With Oum Kulthoum

"Mohamed Karaza"

My love for the art of photography originated in 1958, in the city of Jado. It was all thanks to Mr. Oreiby Weshah, a senior administrative operative in Jado’s central Jabal Nafusa area. Then, when I visited Tripoli in early 1959, I met the photographer Ali Ibrahim Bin Bishr Al-Rayani, who owned a photography shop on the 24th of December Street, where I got the opportunity to learn the basics of photography, film development and printing. Two technicians worked the evening shift at the store; one of them was Italian, and the other was a Libyan man named Abdel Hamid El-Shamakhi, who worked at the Federal Police's photography department. At the time, they were considered the best printing and developing technicians in Libya. When I mastered the necessary skills, I was entrusted with the morning shift. 

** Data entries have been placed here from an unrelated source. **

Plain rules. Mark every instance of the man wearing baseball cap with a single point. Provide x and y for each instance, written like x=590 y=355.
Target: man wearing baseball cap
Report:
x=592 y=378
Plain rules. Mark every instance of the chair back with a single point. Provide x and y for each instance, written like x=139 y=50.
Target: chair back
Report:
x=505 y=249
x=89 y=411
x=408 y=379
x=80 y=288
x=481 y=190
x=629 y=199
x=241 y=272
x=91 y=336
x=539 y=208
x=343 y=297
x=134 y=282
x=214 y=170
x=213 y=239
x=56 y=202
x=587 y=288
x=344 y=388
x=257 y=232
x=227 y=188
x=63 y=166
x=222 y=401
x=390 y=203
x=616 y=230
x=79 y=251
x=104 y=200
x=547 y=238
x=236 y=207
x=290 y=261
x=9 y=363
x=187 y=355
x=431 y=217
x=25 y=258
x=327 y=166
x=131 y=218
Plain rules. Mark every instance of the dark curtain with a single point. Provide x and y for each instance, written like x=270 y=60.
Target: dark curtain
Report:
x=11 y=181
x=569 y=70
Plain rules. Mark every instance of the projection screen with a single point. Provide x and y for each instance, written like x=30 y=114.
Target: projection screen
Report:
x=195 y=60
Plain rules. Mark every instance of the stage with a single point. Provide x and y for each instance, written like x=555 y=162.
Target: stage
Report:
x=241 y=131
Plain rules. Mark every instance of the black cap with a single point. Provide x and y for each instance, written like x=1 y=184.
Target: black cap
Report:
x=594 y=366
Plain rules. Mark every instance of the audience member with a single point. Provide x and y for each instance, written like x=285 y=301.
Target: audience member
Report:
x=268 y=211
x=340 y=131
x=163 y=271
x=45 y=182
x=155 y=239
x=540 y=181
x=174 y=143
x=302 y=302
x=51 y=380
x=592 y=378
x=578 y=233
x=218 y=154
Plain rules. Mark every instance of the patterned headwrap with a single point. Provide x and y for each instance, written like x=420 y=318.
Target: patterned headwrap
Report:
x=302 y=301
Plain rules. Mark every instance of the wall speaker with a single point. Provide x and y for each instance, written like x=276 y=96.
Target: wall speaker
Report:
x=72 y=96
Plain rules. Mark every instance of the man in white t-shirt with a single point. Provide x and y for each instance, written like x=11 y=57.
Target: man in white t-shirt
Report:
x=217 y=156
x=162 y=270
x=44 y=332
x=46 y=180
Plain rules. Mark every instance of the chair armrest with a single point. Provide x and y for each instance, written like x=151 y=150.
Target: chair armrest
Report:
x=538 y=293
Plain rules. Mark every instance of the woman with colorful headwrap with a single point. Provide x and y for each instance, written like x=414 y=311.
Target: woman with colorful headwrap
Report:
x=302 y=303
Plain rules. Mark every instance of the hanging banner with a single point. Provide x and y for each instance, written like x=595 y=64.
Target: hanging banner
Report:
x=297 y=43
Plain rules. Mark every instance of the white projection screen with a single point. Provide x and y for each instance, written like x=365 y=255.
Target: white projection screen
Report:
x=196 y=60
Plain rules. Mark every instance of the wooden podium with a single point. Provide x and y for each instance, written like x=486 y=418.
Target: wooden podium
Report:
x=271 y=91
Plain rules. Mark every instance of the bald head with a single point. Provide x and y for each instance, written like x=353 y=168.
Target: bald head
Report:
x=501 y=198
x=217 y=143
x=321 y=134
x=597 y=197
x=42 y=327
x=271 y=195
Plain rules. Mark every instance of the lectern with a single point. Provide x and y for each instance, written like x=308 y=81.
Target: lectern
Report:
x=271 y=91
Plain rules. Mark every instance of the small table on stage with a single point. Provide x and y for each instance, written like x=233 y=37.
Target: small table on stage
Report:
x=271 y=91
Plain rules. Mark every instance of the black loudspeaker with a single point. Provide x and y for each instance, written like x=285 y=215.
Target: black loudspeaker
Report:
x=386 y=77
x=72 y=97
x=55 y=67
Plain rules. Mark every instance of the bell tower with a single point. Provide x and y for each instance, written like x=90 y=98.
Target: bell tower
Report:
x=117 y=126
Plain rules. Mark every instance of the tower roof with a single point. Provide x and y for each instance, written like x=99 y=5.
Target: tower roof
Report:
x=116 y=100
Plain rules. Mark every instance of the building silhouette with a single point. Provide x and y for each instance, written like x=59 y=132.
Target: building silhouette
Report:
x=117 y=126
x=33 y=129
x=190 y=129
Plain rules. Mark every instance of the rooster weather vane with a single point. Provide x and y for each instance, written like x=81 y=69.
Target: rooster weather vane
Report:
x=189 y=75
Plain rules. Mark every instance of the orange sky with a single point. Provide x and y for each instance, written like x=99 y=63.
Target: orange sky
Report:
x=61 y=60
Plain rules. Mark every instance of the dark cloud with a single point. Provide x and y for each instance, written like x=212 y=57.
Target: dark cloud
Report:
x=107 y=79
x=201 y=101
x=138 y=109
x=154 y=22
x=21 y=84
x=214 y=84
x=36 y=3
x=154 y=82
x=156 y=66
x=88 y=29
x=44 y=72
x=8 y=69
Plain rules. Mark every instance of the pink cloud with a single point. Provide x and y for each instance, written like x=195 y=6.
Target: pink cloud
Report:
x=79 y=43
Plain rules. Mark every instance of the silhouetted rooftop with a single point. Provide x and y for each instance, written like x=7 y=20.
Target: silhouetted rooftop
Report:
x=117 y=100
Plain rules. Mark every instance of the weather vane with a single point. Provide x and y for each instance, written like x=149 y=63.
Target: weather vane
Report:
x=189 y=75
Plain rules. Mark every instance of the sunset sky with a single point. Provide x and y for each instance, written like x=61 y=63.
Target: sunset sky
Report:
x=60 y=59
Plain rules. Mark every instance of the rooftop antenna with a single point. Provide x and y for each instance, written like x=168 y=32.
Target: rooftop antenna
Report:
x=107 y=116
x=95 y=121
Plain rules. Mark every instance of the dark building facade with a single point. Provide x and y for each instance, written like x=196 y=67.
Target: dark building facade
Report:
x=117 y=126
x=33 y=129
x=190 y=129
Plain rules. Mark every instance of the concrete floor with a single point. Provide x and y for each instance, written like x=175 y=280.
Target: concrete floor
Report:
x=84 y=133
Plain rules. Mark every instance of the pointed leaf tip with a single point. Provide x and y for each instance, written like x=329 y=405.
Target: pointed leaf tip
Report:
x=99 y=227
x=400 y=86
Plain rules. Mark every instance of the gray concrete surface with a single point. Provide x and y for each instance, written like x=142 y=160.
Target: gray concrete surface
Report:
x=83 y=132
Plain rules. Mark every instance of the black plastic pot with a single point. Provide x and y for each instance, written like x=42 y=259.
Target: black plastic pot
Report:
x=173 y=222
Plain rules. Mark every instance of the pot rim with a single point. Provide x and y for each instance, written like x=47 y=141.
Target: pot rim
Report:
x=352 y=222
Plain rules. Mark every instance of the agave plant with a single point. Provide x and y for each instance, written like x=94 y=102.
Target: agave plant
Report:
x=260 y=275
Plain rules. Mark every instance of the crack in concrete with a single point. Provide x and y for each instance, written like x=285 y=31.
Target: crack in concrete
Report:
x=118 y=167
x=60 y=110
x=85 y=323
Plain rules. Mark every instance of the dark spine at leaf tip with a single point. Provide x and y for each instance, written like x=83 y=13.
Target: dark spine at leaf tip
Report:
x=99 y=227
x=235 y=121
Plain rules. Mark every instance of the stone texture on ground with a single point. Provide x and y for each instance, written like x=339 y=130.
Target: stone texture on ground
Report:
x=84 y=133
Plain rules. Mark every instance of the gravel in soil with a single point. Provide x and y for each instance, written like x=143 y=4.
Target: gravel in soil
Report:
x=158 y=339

Having gained sufficient experience, I became qualified to print a large photograph, measuring 1.10 m by 2 m. A work like this required a special type of magnifier, as well as developing basins measuring more than 1.5 m by 2.5 m, or a device equipped with a conveyor belt. But after manipulating the materials and using a room emptied of its furniture as my studio, I succeeded, and I managed to produce the largest photograph ever shot of the singer Oum Kulthoum. The photograph, which I took during her concert the night before then developed and printed it, came as a delightful surprise to her. She told the press that it was the most precious gift she had received. 

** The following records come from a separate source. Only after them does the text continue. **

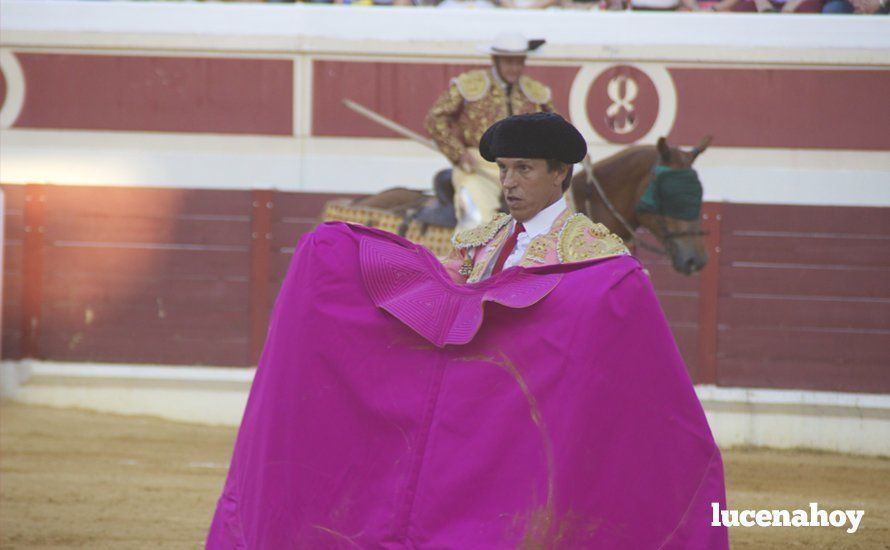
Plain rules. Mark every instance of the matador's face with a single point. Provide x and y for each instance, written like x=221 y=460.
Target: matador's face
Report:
x=509 y=67
x=529 y=186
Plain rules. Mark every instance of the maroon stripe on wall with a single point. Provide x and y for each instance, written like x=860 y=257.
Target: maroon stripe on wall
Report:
x=403 y=92
x=162 y=94
x=164 y=276
x=832 y=109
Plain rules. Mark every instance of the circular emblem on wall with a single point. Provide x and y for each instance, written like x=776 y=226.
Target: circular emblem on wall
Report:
x=623 y=104
x=13 y=93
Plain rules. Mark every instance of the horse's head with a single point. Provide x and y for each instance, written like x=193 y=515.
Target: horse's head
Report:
x=670 y=205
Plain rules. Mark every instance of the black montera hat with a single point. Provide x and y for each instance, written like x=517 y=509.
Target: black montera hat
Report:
x=535 y=135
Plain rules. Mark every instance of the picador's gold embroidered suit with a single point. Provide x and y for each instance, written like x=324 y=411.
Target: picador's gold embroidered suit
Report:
x=474 y=101
x=571 y=238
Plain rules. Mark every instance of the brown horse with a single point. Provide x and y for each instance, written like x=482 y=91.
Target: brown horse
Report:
x=622 y=179
x=609 y=191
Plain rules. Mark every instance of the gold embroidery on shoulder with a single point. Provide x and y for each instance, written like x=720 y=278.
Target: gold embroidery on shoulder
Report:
x=535 y=91
x=481 y=234
x=537 y=249
x=580 y=239
x=473 y=85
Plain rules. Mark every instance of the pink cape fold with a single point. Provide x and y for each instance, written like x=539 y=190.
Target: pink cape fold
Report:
x=392 y=408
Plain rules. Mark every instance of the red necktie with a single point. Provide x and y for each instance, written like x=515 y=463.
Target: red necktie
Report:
x=507 y=249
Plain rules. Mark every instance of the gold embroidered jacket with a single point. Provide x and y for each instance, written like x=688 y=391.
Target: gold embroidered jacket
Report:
x=571 y=238
x=476 y=100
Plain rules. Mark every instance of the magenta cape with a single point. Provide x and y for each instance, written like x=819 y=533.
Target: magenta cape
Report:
x=393 y=408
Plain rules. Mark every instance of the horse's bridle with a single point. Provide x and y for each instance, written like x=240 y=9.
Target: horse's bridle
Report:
x=666 y=235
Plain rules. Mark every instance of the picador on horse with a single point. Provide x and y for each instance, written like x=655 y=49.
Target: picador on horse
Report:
x=643 y=185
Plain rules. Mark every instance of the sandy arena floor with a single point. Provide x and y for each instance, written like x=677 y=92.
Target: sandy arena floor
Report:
x=73 y=479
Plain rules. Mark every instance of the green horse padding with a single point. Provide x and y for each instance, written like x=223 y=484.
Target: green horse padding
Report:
x=676 y=193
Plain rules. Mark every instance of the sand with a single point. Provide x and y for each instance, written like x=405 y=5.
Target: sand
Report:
x=71 y=478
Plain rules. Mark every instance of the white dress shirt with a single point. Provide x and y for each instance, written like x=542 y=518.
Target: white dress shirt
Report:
x=540 y=224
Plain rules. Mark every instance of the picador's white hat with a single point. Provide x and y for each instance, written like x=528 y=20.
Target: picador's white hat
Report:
x=512 y=44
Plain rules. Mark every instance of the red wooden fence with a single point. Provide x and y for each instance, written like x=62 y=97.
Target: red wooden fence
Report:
x=793 y=296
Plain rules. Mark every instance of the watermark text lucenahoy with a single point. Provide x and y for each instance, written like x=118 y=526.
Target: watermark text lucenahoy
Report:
x=814 y=517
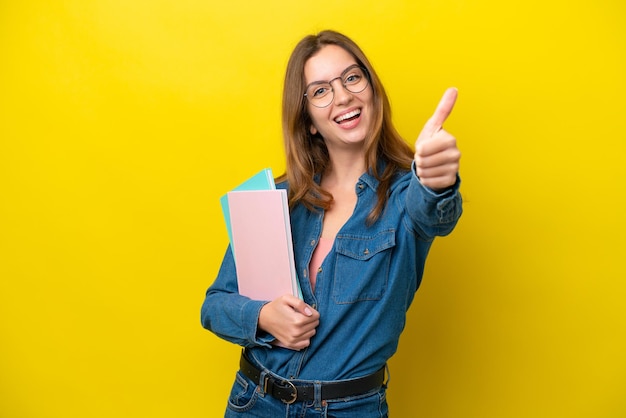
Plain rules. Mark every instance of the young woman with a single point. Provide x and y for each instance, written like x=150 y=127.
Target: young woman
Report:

The photo of me handing her the photograph was shot at the Egyptian ambassador's house, during a ceremony to collect gifts and donations for the war effort in Palestine. At the time, I was a photojournalist, and the head of the photography department at the Al-Elm newspaper, which was an extension of the West Tripoli newspaper.

Born in Yafran, a photojournalist, dean of Libyan photographers.